Let’s examine some of my motivations, for example.

  1. Yes, I wanted to lose weight and feel better. I did exactly that, for exactly as long as I was training. When I stopped training, I stopped losing weight and feeling better about myself.
  2. Yes, I wanted to train for exciting new races. I did exactly that, for exactly as long as I was training. When I stopped training, I stopped racing in new races. (Funny how this pattern is so obvious, right?)
  3. Yes, I wanted to help my friends get in better shape. I did exactly that, for exactly as long as I was training. When I stopped training, I stopped helping my friends in better shape. (Great, now I’m starting to feel bad.)

I guess when I stopped training, I felt like I lost intention. The last race I trained (enough) for was the LA Marathon, and that was because I had a team and charity that depended on me to do what I promised. Now that I’m off on my own again I guess I feel like a free agent, not really accountable to anyone — not an app, a blog, a coach, or a team member. At the end of the day, I’m only accountable to myself, and if I’m not even motivated to stay accountable to myself, what does that say about my level of self-respect?
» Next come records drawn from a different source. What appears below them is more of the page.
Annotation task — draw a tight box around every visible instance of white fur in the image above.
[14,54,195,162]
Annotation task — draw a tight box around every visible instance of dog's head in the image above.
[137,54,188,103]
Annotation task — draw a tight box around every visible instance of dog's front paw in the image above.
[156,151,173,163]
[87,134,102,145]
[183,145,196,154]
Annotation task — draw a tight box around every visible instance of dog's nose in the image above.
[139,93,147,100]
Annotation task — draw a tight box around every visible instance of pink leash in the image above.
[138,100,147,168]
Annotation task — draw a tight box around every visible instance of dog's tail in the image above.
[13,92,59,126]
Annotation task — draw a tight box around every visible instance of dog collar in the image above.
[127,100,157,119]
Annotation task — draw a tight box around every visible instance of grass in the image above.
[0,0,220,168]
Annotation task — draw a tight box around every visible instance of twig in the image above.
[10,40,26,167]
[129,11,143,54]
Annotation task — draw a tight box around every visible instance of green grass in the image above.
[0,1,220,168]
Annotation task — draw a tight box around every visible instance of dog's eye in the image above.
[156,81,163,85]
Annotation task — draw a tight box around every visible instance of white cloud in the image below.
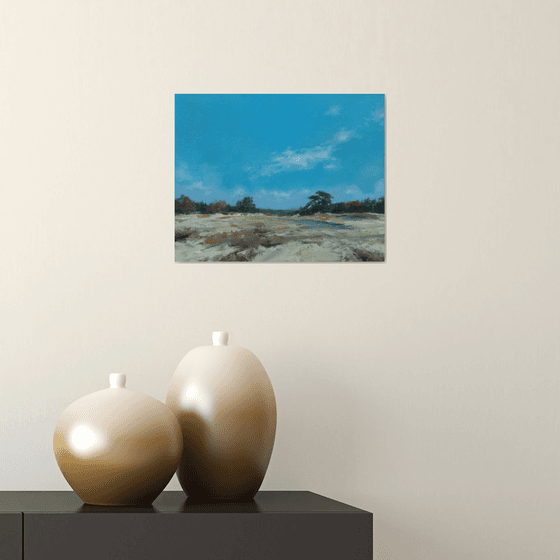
[373,179,385,198]
[333,130,354,144]
[184,181,212,195]
[344,185,362,196]
[175,164,193,183]
[260,146,332,177]
[258,129,355,177]
[371,108,385,124]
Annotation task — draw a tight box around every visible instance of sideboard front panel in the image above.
[24,512,373,560]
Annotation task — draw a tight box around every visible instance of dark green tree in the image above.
[235,196,257,213]
[373,196,385,214]
[300,191,332,214]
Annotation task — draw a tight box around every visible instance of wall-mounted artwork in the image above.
[175,94,385,263]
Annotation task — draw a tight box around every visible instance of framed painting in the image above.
[175,94,385,263]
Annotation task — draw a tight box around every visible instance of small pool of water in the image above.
[296,220,352,229]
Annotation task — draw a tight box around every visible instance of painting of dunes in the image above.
[175,94,385,263]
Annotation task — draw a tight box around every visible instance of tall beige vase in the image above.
[165,331,276,501]
[53,373,183,506]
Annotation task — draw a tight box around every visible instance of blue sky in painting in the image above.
[175,94,385,209]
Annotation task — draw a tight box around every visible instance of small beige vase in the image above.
[166,331,276,501]
[53,373,183,506]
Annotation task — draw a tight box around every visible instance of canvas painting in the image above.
[175,94,385,263]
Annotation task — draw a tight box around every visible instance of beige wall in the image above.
[0,0,560,560]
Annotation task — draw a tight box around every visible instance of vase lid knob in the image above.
[109,373,126,389]
[212,331,229,346]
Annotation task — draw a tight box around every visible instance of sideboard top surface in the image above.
[0,491,369,514]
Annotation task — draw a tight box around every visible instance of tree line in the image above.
[175,191,385,216]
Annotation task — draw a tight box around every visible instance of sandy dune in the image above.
[175,213,385,262]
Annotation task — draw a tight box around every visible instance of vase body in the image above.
[165,332,276,501]
[53,374,182,506]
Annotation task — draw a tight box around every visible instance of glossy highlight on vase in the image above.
[166,331,276,501]
[53,373,182,506]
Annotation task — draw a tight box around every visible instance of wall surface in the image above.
[0,0,560,560]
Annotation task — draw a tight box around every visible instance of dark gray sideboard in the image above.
[0,491,373,560]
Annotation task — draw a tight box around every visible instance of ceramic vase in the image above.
[53,373,183,506]
[166,331,276,501]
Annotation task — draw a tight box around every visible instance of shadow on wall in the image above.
[374,511,476,560]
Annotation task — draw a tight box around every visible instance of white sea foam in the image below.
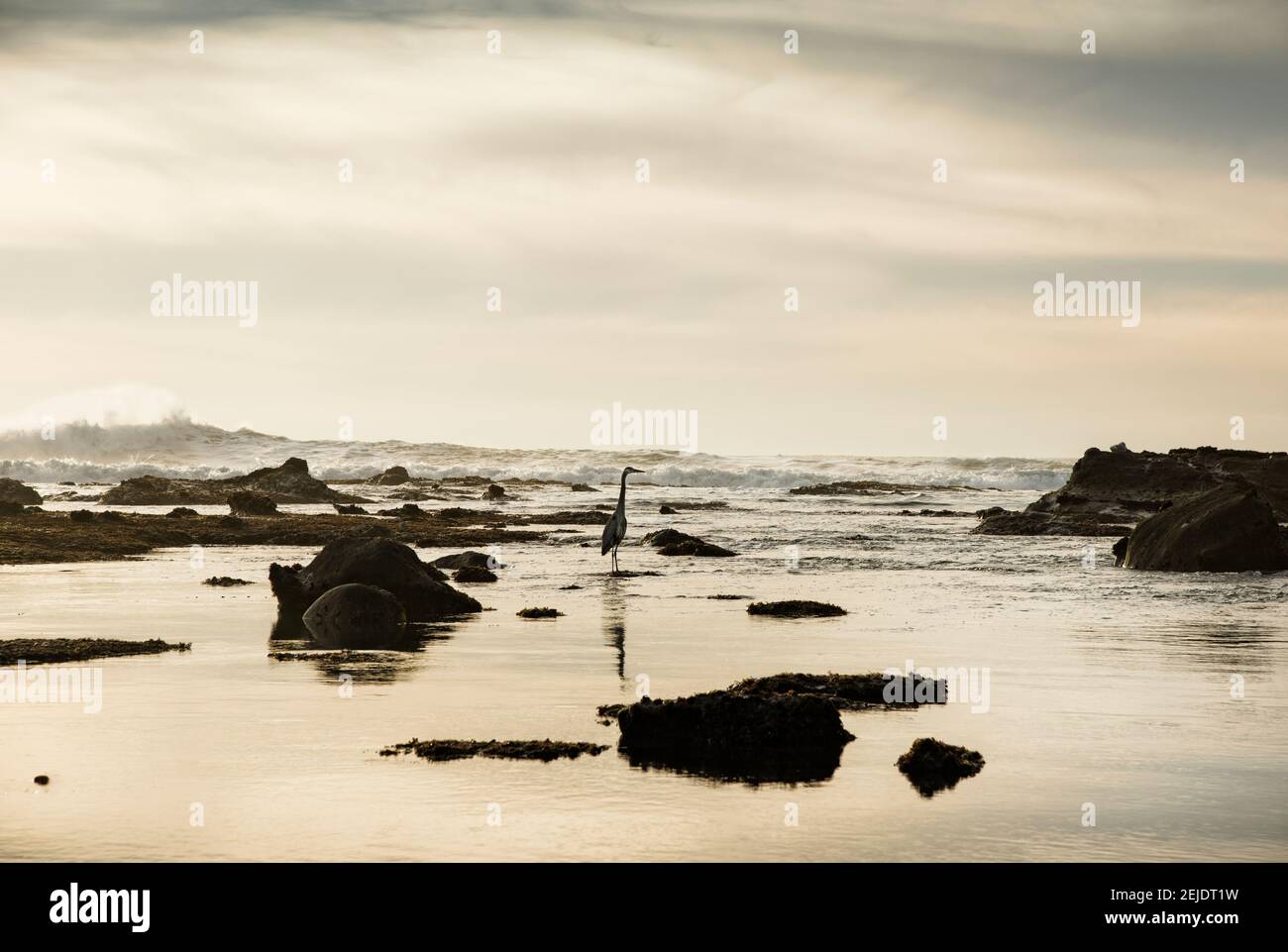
[0,416,1072,489]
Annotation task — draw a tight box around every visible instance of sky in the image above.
[0,0,1288,458]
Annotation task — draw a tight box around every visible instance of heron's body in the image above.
[599,467,644,575]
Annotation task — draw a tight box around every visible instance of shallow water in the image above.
[0,487,1288,861]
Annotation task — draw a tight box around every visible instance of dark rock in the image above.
[644,529,738,558]
[896,737,984,797]
[429,552,496,570]
[99,456,368,506]
[617,690,854,784]
[1115,484,1288,572]
[747,599,846,618]
[789,479,978,496]
[1113,536,1129,568]
[974,445,1288,536]
[0,477,44,506]
[228,492,278,515]
[368,467,411,485]
[380,738,608,763]
[376,502,429,519]
[304,584,407,649]
[268,536,483,623]
[0,638,192,668]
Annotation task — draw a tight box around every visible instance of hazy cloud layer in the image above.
[0,0,1288,455]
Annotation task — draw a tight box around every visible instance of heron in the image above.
[599,467,644,575]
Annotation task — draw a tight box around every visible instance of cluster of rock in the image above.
[99,456,368,506]
[268,535,483,648]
I have this terrible tendency to start things and never finish them. There’s been a lot of things that I’ve started, only to get bored part of the way through. The goals you set need to be SMART —

  1. Specific
  2. Measurable
  3. Attainable
  4. Relevant
  5. Timely
I think what I struggle with most is relevancy. Are my goals worthwhile? Is it the right time? Does it match my other efforts or needs? Goals that are relevant require support. Having a team to support was fun — stressful, but fun. Maybe what I need this time around is someone to rely on, someone to mentor or coach me, someone to motivate me when I’m feeling down and out. The goals I have aren’t unattainable — a half marathon in a few weeks? I should be able to finish it. A sprint triatlon in 10 weeks? Definitely attainable. A 70.3 at the end of the year? Obviously attainable if I stick to a training plan. But is it relevant? How does something that seems ultimately selfish — spending time on oneself — be justified and relevant to the world at large? Does it have to involve fundraising or a charity for it to be relevant and worthwhile? Should the intrinsic benefit of being a healthier person and spreading my enthusiasm and good cheer be enough?
“Create a vision of who you want to be, and then live into that picture as if it were already true.” -Arnold Schwarzenegger
I think I may be over-thinking it. Sometimes you have to break down the physical barriers of motivation before you can examine the emotional and rational motivations. Strangely enough I think I started running less when I started experiencing more pain in my shins and feet from my shoes. I’ve been running with the same pair of shoes since a month before the Athens marathon. To remedy that issue I finally purchased a new pair. Can’t wait for them to arrive tomorrow so that I can take them for a test drive…and hopefully rekindle my training.